Evaluation and Management of Microscopic Hematuria in a 40-Year-Old Male
This patient requires urologic evaluation with cystoscopy and upper tract imaging (CT urography preferred), as he meets intermediate-risk criteria based on the 2025 AUA/SUFU guidelines: male age 40 years with 6-8 RBC/HPF hematuria. 1
Risk Stratification
According to the 2025 AUA/SUFU risk stratification system, this patient falls into the intermediate-risk category (0.2%-3.1% malignancy risk) based on:
- Male sex, age 40 years (intermediate-risk threshold is 40-59 years for men)
- 6-8 RBC/HPF (within the 3-10 RBC/HPF range, but age pushes him to intermediate)
- No smoking history (never smoker = low-risk feature, but age overrides this)

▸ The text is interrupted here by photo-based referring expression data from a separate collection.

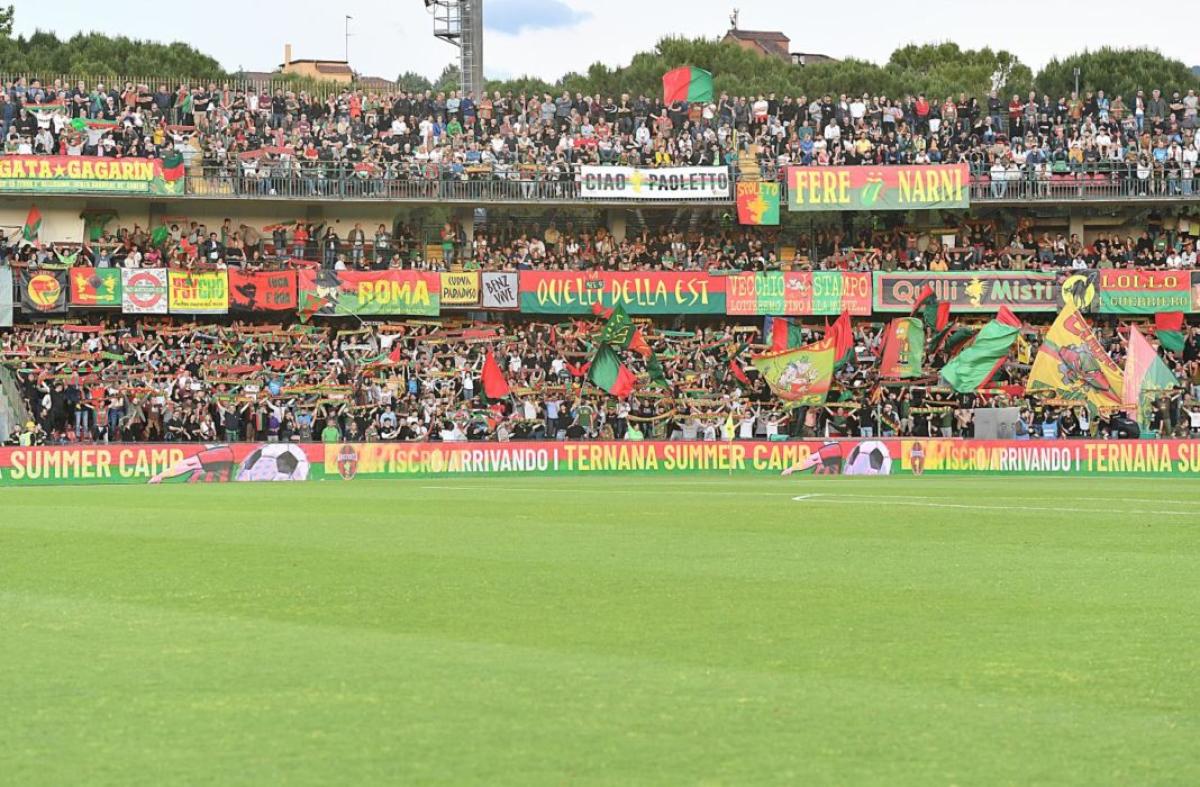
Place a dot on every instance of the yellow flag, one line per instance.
(1073, 364)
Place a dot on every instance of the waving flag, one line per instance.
(904, 349)
(799, 377)
(1144, 376)
(687, 83)
(1073, 362)
(975, 366)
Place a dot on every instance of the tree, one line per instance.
(1117, 72)
(449, 79)
(413, 82)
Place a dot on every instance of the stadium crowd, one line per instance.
(156, 379)
(1149, 139)
(973, 245)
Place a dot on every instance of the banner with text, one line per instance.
(868, 187)
(460, 290)
(983, 292)
(82, 174)
(499, 290)
(262, 292)
(369, 293)
(798, 293)
(144, 290)
(96, 287)
(198, 292)
(639, 293)
(667, 182)
(43, 292)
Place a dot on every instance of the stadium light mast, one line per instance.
(461, 23)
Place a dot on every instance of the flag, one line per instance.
(975, 366)
(759, 203)
(784, 335)
(609, 373)
(904, 349)
(801, 376)
(1144, 374)
(618, 330)
(1169, 330)
(311, 304)
(495, 385)
(841, 335)
(738, 372)
(1073, 362)
(33, 224)
(927, 304)
(637, 343)
(172, 166)
(687, 83)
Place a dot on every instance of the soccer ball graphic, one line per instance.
(275, 462)
(869, 457)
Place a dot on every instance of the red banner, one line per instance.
(262, 292)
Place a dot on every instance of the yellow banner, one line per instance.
(198, 293)
(1073, 362)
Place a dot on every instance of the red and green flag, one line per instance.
(1145, 373)
(687, 83)
(978, 362)
(799, 377)
(1169, 330)
(841, 335)
(759, 203)
(610, 374)
(495, 385)
(904, 349)
(33, 224)
(172, 166)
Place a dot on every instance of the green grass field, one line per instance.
(603, 630)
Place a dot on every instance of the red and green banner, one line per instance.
(798, 293)
(43, 292)
(982, 292)
(369, 293)
(759, 203)
(799, 377)
(96, 287)
(639, 293)
(869, 187)
(87, 174)
(904, 349)
(262, 290)
(687, 83)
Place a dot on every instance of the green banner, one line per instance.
(870, 187)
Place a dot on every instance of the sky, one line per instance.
(550, 37)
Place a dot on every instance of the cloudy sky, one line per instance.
(550, 37)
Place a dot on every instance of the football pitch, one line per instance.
(603, 630)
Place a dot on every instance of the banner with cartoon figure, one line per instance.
(1073, 364)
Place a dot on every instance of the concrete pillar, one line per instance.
(617, 223)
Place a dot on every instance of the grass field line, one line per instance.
(929, 503)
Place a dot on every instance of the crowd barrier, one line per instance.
(274, 462)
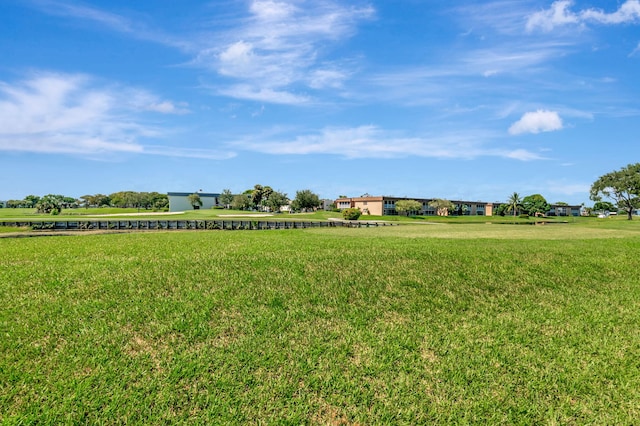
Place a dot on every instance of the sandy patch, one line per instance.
(133, 214)
(246, 215)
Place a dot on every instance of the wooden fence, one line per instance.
(140, 225)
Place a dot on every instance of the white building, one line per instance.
(179, 201)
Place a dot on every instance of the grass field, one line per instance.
(448, 324)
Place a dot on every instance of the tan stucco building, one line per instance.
(385, 206)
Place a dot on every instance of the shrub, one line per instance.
(351, 214)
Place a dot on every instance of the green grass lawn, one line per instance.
(419, 324)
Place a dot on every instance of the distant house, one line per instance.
(565, 210)
(386, 206)
(179, 201)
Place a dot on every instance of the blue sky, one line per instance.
(464, 100)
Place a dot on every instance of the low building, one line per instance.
(565, 210)
(179, 201)
(386, 206)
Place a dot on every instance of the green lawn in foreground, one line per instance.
(397, 325)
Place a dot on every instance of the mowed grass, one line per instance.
(448, 324)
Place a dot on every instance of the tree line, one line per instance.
(264, 198)
(54, 203)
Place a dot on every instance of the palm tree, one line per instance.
(195, 200)
(513, 203)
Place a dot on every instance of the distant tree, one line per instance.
(31, 201)
(257, 194)
(276, 201)
(241, 202)
(50, 204)
(158, 201)
(351, 214)
(535, 205)
(226, 198)
(603, 206)
(514, 203)
(621, 186)
(195, 200)
(443, 207)
(87, 201)
(305, 200)
(408, 206)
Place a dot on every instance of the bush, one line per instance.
(351, 214)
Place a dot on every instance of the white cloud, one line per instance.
(536, 122)
(279, 46)
(523, 155)
(166, 107)
(72, 114)
(372, 142)
(245, 91)
(559, 15)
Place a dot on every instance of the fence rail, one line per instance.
(143, 225)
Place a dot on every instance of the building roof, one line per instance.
(186, 194)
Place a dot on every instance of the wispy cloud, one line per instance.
(112, 21)
(74, 114)
(536, 122)
(279, 46)
(373, 142)
(560, 14)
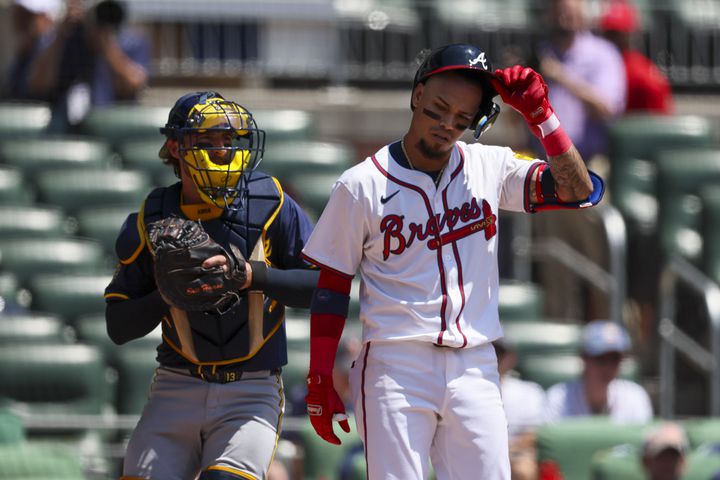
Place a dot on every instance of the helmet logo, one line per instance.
(479, 59)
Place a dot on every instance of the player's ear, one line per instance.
(417, 94)
(173, 148)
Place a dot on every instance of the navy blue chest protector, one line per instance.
(252, 332)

The intermediate-risk designation requires full urologic evaluation despite the absence of smoking history and normal renal function 1.
Required Initial Workup
History and Physical Examination Focus
Document these specific elements:
- Detailed family history of kidney disease (assess for hereditary nephritis, polycystic kidney disease, or familial hematuria syndromes)
- Occupational/environmental exposures (aromatic amines, benzene, radiation)
- Irritative voiding symptoms (urgency, frequency, dysuria)
- History of gross hematuria episodes
- Blood pressure measurement (hypertension suggests glomerular disease)
- Medication review (anticoagulants, NSAIDs, cyclophosphamide)
Laboratory Assessment
- Serum creatinine (already normal, but document baseline)
- Urinalysis with microscopy (confirm persistent hematuria on repeat testing)
- Urine protein-to-creatinine ratio or 24-hour protein (proteinuria >300 mg/day suggests glomerular disease)
- Do NOT order urine cytology - it is no longer recommended for routine asymptomatic microscopic hematuria evaluation 1, 2
Urologic Evaluation Protocol
Upper Tract Imaging
Multiphasic CT urography is the preferred imaging modality 2:
- Identifies renal masses, urothelial lesions, stones, and hydronephrosis
- Sensitivity 92%, specificity 93% for upper tract pathology 3
- Superior to ultrasound (sensitivity only 50%) or IVP (sensitivity 38%) 3
Cystoscopy
Mandatory for intermediate-risk patients 1:
- Bladder cancer is the most common malignancy found in hematuria workups
- Cystoscopy is the optimal detection method for bladder lesions
- Delays in bladder cancer diagnosis increase cancer-specific mortality by 34% 1
Nephrologic Considerations
Given the family history of kidney disease, assess for glomerular causes:
- Red blood cell morphology (dysmorphic RBCs suggest glomerular origin)
- Presence of cellular casts (indicates glomerulonephritis)
- Proteinuria (>300 mg/day warrants nephrology referral)
If any of these are present, concurrent nephrology referral is indicated even while proceeding with urologic evaluation 2.
Common Pitfalls to Avoid
Do not attribute hematuria solely to family history of kidney disease without full evaluation - malignancy risk still exists at 0.2%-3.1% 1
Do not delay evaluation waiting for hematuria to resolve - persistent microscopic hematuria requires workup regardless of fluctuations 2
Do not substitute ultrasound for CT urography - ultrasound misses significant upper tract pathology in intermediate-risk patients 3
Do not order voided urine cytology - it adds no value in asymptomatic microscopic hematuria and wastes resources 1, 4
Do not assume normal BUN/creatinine excludes significant pathology - most urologic malignancies and stones occur with normal renal function 3
Follow-Up Strategy
After negative initial evaluation:
- Ongoing surveillance is recommended per guidelines 5
- Repeat urinalysis at 6-12 month intervals
- If hematuria persists or increases in degree, consider repeat evaluation
- If hematuria resolves completely on multiple urinalyses, surveillance intervals can be extended
The family history of kidney disease does not change the urologic evaluation algorithm but should prompt attention to nephrologic causes if proteinuria, hypertension, or renal dysfunction develops during follow-up.